Die Industrialisierung trieb den Wandel an, befeuerte die Gründerzeit. Und diese brauchte dringend ein Schema, um nicht völlig chaotisch auszuufern. Die Stadt zog eines aus der Schublade: die erste Schablone, durch die sie ihre Zukunft und ihre neuen Viertel pressen wollte. Ein streng gerastertes Straßennetz, gezogen mit dem Lineal. Die Wände des Straßenraums, gezogen mit den Ziegeln, die Zuwanderer aus Böhmen aus den Ziegelöfen holten. Zusammen haben sie sich wientypisch eingebrannt ins Bild der Stadt. Nach der Schicht mussten die Arbeiter zu Hause erst recht zusammenrücken. Mehr als vier Quadratmeter soll durchschnittlich jeder Wiener während der Gründerzeit nicht zur Verfügung gehabt haben.

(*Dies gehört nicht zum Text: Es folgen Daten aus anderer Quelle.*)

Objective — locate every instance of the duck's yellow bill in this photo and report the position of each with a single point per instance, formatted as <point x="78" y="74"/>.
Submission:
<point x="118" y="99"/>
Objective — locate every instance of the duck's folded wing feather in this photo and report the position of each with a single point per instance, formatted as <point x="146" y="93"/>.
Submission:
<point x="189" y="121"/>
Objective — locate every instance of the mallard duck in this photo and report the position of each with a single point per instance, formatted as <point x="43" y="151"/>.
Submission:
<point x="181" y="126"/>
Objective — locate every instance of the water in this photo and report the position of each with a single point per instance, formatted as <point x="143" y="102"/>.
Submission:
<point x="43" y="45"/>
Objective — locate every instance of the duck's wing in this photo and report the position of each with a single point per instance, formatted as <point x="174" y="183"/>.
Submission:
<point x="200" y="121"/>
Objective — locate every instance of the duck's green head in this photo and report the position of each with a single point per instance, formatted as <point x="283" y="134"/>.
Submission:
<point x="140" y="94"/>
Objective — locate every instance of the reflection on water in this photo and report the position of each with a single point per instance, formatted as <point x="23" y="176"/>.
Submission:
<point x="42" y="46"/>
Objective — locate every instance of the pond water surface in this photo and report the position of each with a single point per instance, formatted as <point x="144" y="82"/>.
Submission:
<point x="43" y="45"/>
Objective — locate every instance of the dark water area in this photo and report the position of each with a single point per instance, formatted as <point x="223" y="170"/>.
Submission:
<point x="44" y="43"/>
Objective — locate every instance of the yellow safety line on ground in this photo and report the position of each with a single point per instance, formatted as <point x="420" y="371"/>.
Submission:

Und das oft auch nur die eine Hälfte eines 24-Stunden-Tages. Denn die „Bettgeher“ teilten sich ein Bett mit anderen. Nacheinander. Trotz Tausender neuer Häuser, zu denen sich Millionen Ziegel stapelten: Es wurde eng in den Wohnungen. Breiter wurde es zumindest vor den Haustüren, auf den Straßen. Sie wurden zu den geraden, geordneten Bahnen, die kanalisieren sollten, was so ungestüm anbrandete auf die Stadt. Die Migranten, das Gewerbe, die Maschinen. Dem Wandel legte Wien da und dort auch den roten Teppich aus: mit neuen Straßenbelägen. Mit Makadam etwa – einem speziellen Schotterbelag. Oder wie gewohnt mit Pflastersteinen. Und irgendwann sogar mit Asphalt.

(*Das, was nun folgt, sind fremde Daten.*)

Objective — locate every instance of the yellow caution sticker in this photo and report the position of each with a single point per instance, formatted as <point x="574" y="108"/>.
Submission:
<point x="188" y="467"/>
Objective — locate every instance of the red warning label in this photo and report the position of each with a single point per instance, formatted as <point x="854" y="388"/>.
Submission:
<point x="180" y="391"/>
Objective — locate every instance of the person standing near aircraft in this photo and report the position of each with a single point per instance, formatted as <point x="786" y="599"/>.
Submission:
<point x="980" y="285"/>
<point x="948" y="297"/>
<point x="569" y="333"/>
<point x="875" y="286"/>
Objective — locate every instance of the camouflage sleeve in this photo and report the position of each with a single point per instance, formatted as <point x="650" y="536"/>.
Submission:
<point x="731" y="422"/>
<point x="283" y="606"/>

So festigte Wien die Straßen und das Vertrauen in den Fortschritt. Dann durften die neuen Vehikel einrollen. Mit Antriebstechnologien, die die Geräuschkulisse der Straße völlig neu abmischten. Wo früher die Pferdehufe klapperten, da ratterten, quietschten und brummten bald ganz andere Ungetüme. Die Räder beschleunigten, aber die Wege, auf denen sie rollten, wurden länger: Die Straßen verknüpften zwar weiterhin hier mit dort, doch plötzlich waren hier und dort viel weiter voneinander entfernt. Bett und Werkbank hatten sich distanziert. Früher teilten sie beide oft ein Haus, das eine stand vorne, das andere hinten. Oder das eine oben, das andere unten im Erdgeschoss. Und plötzlich musste man das Gebäude wechseln, um vom einen zum anderen zu kommen. Sogar oft eine Straße entlangfahren, einen Weg bewältigen. Menschen mussten ja zu den Maschinen. Und danach wieder nach Hause. Und jene Dinge, die sie in ihrer Schicht produziert hatten, sollten ja auch wieder zurück zu den Menschen gelangen irgendwann.